How might they benefit from this research?
1. Health care professionals and patients will benefit from work undertaken in this study. Although this proposal focuses on the role of myosin motor protein involved in neurodegeneration, mutations in this motor have also been linked to inherited forms of deafness as well as heart disease and prostate cancer. As mentioned above the social and healthcare costs of these diseases are enormous and therefore any advances in our understanding of the underlying mechanisms will impact on the treatment of these diseases and the development of disease specific drugs. This will impact on the well-being and quality of life of patients and their immediate social environment. This can create economic benefits by saving health care costs, but also will provide a boost to the UK-based pharmaceutical industry.
2. Benefits for the Industry: The basic research outlined in this proposal is likely to have a direct impact upon future strategies for treatment.
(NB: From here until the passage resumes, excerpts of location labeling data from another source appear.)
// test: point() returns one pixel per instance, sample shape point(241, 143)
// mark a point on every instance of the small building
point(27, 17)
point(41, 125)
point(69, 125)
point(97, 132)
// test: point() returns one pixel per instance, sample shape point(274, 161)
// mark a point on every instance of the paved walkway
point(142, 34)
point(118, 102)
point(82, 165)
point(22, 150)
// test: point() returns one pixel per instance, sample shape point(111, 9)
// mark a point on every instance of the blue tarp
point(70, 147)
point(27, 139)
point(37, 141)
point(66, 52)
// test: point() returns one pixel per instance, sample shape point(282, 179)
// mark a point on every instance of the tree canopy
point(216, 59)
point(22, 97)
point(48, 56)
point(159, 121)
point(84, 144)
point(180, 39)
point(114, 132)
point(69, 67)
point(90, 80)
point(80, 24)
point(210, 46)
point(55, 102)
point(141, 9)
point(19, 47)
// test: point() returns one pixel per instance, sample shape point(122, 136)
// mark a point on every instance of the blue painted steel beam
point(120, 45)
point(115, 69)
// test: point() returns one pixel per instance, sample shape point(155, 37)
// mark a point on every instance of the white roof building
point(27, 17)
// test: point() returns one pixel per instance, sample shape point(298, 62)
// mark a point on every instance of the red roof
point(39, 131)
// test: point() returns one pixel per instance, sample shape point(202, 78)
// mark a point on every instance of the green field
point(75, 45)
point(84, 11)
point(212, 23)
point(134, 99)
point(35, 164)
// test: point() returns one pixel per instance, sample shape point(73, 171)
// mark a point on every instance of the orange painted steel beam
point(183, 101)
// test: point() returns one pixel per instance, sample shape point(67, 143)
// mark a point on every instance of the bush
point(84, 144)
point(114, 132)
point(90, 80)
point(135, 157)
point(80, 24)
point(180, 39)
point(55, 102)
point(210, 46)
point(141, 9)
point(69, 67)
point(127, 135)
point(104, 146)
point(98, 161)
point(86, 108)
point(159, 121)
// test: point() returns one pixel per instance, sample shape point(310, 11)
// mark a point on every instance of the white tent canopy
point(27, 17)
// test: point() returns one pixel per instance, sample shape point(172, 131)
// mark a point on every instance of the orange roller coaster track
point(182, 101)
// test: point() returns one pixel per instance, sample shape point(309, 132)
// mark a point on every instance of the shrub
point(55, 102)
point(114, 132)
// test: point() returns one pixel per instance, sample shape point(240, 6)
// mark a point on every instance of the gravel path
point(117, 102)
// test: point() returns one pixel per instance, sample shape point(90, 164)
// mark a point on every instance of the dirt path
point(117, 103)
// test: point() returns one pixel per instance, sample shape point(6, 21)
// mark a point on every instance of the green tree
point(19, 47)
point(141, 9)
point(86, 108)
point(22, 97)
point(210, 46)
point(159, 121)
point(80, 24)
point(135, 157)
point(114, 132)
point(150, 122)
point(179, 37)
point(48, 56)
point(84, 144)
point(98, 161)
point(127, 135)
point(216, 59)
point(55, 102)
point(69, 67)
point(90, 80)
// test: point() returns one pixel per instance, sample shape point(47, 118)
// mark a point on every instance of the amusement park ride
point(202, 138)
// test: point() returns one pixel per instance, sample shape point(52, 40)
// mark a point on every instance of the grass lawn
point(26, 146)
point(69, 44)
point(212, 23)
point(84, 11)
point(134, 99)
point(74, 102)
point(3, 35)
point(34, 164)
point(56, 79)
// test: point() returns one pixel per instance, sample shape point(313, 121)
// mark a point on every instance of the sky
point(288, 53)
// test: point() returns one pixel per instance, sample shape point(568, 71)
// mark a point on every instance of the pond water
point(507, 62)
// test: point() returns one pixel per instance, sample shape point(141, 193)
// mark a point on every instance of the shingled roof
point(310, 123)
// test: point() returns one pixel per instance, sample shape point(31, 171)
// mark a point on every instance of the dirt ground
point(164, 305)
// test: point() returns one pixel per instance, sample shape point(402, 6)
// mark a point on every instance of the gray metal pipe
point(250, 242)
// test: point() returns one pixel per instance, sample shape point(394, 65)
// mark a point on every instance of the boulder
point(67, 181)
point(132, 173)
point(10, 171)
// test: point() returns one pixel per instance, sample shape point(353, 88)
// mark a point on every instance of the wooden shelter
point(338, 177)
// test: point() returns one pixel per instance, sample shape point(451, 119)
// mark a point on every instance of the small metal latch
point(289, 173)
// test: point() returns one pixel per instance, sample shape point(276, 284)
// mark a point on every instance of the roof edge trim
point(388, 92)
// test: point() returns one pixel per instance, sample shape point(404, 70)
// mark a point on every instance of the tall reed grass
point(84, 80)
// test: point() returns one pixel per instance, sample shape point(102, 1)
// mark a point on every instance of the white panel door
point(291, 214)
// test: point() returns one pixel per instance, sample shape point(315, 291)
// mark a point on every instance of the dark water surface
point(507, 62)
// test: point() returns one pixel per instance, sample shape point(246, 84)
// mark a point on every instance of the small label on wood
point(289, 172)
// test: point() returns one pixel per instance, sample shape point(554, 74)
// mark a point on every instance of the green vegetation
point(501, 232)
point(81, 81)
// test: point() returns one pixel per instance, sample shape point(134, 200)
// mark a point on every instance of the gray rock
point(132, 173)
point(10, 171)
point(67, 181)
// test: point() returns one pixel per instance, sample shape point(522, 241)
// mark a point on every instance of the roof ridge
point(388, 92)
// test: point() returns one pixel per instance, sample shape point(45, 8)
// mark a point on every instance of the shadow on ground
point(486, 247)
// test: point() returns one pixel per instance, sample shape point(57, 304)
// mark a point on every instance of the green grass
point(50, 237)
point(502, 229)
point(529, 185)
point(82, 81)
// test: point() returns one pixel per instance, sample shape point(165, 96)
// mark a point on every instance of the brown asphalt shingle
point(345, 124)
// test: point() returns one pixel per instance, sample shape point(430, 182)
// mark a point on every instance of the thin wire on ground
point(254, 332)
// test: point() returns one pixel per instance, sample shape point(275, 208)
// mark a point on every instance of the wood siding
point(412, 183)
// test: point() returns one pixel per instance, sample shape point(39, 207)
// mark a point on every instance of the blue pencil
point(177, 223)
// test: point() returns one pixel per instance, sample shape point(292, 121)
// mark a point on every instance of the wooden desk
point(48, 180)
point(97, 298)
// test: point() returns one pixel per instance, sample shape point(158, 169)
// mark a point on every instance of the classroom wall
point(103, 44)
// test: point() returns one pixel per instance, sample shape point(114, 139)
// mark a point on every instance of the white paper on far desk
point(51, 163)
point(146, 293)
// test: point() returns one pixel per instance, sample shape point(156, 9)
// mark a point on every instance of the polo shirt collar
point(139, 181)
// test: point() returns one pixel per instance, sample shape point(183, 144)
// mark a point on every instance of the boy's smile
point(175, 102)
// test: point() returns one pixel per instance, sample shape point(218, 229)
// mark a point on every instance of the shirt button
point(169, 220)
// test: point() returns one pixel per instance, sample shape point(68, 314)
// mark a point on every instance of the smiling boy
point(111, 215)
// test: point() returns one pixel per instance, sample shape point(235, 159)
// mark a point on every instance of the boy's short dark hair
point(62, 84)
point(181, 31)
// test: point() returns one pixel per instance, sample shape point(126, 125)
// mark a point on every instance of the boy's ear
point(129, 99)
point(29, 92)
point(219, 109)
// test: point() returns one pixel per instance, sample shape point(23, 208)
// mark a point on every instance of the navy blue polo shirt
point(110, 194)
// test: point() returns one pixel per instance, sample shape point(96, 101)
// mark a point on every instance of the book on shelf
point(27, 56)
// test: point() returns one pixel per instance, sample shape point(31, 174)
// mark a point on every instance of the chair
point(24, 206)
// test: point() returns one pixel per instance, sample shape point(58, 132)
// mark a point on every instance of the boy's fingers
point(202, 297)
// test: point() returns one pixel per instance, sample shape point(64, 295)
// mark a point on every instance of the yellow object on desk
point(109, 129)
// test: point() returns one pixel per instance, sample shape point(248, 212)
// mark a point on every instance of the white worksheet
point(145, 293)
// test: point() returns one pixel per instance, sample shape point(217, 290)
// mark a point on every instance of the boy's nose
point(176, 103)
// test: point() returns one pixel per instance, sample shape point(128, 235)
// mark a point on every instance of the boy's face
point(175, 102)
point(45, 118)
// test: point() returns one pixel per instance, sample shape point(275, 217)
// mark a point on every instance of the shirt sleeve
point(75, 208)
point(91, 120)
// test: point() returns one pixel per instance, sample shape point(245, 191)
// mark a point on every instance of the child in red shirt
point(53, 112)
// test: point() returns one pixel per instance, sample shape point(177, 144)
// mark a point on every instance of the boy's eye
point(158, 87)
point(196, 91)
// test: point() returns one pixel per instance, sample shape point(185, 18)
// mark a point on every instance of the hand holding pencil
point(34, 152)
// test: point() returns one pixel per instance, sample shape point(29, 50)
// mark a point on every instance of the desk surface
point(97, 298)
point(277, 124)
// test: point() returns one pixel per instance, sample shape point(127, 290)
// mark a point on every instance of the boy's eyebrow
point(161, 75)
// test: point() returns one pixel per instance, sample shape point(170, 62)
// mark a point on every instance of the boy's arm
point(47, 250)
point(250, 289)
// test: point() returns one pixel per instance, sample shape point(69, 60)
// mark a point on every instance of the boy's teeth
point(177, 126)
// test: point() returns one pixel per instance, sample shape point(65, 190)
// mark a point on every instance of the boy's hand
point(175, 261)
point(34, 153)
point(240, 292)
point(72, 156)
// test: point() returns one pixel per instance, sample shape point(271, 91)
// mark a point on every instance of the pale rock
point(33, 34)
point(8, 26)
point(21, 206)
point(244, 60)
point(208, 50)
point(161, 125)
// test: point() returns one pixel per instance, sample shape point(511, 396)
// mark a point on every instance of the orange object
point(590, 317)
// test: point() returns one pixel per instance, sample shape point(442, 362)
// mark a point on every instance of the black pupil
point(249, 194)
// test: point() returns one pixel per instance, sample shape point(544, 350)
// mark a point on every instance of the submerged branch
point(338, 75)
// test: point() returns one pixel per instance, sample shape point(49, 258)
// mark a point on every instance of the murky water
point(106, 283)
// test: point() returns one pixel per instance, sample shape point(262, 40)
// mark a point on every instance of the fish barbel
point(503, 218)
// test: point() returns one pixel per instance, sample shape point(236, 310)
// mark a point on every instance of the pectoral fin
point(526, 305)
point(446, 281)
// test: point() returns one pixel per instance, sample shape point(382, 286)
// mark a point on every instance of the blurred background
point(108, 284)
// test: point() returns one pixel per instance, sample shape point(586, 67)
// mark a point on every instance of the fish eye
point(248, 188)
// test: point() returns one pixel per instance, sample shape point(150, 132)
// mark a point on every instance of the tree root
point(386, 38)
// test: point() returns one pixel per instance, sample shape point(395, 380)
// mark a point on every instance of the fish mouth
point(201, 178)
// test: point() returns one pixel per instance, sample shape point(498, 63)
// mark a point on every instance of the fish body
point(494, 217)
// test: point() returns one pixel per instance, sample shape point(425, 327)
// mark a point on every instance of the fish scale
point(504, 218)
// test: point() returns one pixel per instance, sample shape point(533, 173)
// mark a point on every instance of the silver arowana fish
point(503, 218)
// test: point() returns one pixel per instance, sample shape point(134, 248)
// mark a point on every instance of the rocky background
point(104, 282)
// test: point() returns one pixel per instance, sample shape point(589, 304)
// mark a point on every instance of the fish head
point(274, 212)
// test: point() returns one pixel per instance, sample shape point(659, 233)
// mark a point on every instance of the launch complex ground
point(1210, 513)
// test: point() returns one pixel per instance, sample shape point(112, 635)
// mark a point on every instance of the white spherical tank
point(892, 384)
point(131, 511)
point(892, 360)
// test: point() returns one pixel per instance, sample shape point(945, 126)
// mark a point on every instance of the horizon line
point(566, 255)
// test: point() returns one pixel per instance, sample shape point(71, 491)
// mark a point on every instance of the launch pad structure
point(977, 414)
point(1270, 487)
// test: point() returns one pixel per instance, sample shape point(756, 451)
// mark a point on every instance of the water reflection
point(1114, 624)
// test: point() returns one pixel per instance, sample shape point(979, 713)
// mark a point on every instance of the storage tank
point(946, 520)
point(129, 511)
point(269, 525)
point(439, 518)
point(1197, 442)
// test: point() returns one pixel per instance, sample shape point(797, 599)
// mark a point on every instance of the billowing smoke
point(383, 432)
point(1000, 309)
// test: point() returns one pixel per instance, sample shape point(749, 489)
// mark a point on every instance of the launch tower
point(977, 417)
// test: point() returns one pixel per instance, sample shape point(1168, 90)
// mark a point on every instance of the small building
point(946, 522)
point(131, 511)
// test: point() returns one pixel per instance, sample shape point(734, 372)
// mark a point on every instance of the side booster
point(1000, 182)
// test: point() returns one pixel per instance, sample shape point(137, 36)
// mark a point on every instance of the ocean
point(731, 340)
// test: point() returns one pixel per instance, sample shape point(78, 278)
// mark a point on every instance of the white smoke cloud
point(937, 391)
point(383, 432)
It might directly lead to identification of potential new drug targets for the treatment of neurodegenerative disorders such as motor neuron disease, Alzheimer's and Parkinson's disease. Myosin motor proteins have been proven to be excellent drug targets and therefore to establish whether a myosin motor is involved in autophagy and the clearance of damaged mitochondria to prevent neuronal cell death is an important step forward in identifying therapeutic targets. We have close collaborations with Biophysicists and Chemists and are currently testing new small molecules for regulating myosin motor activity.
3. The General Public will benefit from this research, because it will help our understanding of the causes of disease and therefore demonstrate the benefits of basic research to the wider society.